On nous repose toujours cette question. Ce qui compte pour moi, c’est que depuis le début, nous nous référons au droit international. Et nous tenons cette ligne sans plier, malgré les attaques. L’une des bases du programme du NFP (Nouveau Front Populaire), partagée par tous, c’est la reconnaissance de l’État de Palestine et la solution à deux États. C’est ce que nous défendons depuis le départ. 

Et aujourd’hui, même le président de la République a fini par reconnaître l’État de Palestine. Cela veut dire que l’on avait raison de tenir bon. Nous ne sommes pas dans une position de complaisance, nous avons toujours parlé de droit, de justice, de protection des civils, d’éducation populaire pour mieux comprendre ce qui se joue là-bas.

Beaucoup d’électeurs juifs niçois estiment que cette position a braqué une partie de l’opinion. Comment comptez-vous regagner leur confiance ?

D’abord, je le dis clairement : l’antisémitisme est une forme de racisme, et nous combattons toutes les formes de racisme. Il est hors de question de transiger là-dessus. Dire que nous serions antisémites, c’est faux, et pour nous, c’est même une insulte violente. 

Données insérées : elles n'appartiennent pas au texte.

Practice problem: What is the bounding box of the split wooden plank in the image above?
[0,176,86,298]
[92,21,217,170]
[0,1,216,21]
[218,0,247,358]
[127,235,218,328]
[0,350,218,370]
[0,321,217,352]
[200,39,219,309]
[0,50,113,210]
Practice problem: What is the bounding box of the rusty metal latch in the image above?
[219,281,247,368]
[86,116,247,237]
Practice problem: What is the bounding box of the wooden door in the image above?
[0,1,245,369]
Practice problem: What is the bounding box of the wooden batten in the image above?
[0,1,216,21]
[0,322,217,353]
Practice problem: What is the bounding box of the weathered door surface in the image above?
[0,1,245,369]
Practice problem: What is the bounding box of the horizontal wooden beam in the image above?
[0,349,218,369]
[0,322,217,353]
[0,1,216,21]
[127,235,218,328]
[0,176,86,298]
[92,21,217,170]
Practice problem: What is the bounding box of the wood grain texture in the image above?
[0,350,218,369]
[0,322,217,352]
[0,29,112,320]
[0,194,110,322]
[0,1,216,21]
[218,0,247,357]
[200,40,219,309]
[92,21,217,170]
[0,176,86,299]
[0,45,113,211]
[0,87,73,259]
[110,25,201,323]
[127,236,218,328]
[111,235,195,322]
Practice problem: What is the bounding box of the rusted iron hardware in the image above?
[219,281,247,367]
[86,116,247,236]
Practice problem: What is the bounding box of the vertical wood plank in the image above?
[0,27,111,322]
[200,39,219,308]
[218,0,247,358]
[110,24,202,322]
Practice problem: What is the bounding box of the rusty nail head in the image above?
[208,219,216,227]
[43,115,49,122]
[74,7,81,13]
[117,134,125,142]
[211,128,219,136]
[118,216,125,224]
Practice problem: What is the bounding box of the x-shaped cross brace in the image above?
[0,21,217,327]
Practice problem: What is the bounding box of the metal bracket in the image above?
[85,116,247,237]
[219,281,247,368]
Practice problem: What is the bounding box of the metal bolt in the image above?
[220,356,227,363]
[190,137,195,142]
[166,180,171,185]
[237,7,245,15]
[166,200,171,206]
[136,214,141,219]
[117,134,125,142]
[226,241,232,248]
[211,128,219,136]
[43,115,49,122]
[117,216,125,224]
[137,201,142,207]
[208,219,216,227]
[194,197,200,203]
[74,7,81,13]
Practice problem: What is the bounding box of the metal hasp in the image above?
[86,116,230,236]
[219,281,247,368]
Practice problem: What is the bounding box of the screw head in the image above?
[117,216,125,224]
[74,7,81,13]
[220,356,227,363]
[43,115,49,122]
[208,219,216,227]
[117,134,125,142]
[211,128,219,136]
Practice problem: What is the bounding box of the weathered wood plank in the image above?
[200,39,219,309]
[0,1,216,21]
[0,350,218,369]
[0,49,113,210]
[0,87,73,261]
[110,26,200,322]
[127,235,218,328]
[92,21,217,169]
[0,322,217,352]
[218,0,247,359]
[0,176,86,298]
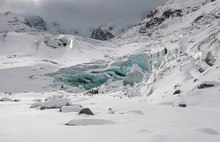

Nous ne sommes pas dans l’ambiguïté : nous défendons tous les habitants de cette ville, et nous lutterons contre toutes les haines. À Nice, nous savons aussi qu’il y a une extrême droite, des identitaires, qui tiennent des propos antisémites scandaleux. Que l’on fasse bien la différence : eux portent un héritage historique antisémite, nous, non.